The main scientific objective of these research projecst are the design, implementation and control of a novel distributed robotic system. The systems focused on are made up of heterogeneous, dynamically connected, small autonomous robots. The swarmanoid that we intend to build will be comprised of numerous (about 60) autonomous robots of three types: eye-bots, hand-bots, and foot-bots.
The project coordinator was Prof. Marco Dorigo, the project coordinator and one of the founders of the swarm intelligence and swarm robotics research fields, has been awarded, in November 2007, the "CajAstur International Prize for Soft Computing".
Symbiotic Evolutionary Robot Organisms (2008-2013)
SYMBRION is a project funded under the PerAda Proactive Initiative but is also associated with the AWARENESS Proactive Initiative
The main focus of the SYMBRION project is to investigate and develop novel principles of adaptation and evolution for symbiotic multi-robot organisms based on bio-inspired approaches and modern computing paradigms.
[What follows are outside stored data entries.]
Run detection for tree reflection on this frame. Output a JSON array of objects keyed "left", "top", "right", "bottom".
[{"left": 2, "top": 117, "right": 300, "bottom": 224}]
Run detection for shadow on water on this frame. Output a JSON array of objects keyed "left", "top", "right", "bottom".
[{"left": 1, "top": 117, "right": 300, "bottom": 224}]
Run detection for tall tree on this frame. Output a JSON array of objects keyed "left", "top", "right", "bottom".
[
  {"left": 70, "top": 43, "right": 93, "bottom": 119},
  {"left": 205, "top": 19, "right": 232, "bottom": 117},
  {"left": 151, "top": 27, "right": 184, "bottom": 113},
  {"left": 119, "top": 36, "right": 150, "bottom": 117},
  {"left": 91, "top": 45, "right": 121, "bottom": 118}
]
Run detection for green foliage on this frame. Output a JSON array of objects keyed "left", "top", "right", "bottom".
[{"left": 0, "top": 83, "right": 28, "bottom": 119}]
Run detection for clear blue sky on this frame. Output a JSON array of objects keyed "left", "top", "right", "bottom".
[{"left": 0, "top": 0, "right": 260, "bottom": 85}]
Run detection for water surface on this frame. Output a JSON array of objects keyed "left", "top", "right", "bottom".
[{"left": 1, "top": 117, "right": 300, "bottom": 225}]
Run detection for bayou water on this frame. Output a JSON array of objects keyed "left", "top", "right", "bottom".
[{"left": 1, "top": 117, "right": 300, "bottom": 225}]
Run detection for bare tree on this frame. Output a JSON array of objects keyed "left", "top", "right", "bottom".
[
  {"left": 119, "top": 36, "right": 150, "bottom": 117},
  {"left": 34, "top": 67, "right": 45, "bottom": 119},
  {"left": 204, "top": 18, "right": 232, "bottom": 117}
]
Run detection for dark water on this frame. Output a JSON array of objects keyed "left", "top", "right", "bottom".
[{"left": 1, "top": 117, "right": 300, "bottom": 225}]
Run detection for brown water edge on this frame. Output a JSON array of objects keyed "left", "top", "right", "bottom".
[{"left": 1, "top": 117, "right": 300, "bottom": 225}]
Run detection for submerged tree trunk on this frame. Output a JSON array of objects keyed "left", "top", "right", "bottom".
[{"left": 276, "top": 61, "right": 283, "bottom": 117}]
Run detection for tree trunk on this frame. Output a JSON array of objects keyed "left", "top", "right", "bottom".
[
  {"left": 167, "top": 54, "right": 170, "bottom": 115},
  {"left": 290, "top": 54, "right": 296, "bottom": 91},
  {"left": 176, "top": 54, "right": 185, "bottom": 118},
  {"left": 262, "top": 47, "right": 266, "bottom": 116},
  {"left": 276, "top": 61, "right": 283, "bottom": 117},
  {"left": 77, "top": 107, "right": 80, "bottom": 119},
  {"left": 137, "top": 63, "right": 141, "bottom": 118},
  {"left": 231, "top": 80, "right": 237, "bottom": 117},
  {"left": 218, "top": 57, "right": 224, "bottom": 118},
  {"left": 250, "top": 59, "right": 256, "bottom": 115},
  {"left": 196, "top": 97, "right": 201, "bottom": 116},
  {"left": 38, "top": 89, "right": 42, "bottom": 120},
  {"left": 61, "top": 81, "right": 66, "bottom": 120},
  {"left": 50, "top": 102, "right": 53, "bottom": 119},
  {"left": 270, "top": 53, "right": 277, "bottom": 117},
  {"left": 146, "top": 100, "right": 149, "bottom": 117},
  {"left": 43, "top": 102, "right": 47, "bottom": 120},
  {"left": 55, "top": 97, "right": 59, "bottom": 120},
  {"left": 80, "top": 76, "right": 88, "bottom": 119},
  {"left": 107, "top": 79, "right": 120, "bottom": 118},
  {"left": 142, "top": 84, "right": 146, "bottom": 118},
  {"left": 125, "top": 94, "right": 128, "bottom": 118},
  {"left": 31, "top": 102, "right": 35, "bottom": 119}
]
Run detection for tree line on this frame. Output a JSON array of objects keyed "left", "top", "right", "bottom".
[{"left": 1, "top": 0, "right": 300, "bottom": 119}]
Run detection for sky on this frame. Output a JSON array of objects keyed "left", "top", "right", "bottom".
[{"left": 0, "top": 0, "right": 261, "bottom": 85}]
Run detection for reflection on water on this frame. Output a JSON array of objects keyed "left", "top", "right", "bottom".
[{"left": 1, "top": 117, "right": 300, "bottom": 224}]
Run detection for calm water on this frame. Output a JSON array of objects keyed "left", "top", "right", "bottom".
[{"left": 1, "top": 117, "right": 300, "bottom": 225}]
Such robot organisms consist of super-large-scale swarms of robots, which can dock with each other and symbiotically share energy and computational resources within a single artificial-life-form. When it is advantageous to do so, these swarm robots can dynamically aggregate into one or many symbiotic organisms and collectively interact with the physical world via a variety of sensors and actuators.
The bio-inspired evolutionary paradigms combined with robot embodiment and swarm-emergent phenomena, enable the organisms to autonomously manage their own hardware and software organization. In this way, artificial robotic organisms become self-configuring, self-healing, self-optimizing and self-protecting from both hardware and software perspectives. This leads not only to extremely adaptive, evolve-able and scalable robotic systems, but also enables robot organisms to reprogram themselves without human supervision and for new, previously unforeseen, functionality to emerge. In addition, different symbiotic organisms may co-evolve and cooperate with each other and with their environment.
Collective Cognitive Robots (2011-2014)
The CoCoRo project aims to create an autonomous swarm of interacting, cognitive robots. CoCoRo will develop a swarm of autonomous underwater vehicles (AUVs) that are able to interact with each other and which can balance tasks. Focal tasks of the CoCoRo-swarms are: ecological monitoring, searching, maintaining, exploring and harvesting resources in underwater habitats. By developing an embodied and distributed system of AUVs, CoCoRo researches the potential of cognition-generating software, which is supported by a suitable hardware concept.
The reason for choosing an underwater scenario is that a robotic system in such an environment faces new challenges that have not yet been solved. The inability to easily access the system in situ requires a high degree of autonomy of the agents. The complex and unpredictable environment requires great flexibility of the system and the three-dimensional mobility of the AUVs requires novel engineering principles and robot control approaches. For this purpose, collective cognitive capabilities derived from animals (e.g. social insect societies) will be used underwater for the first time.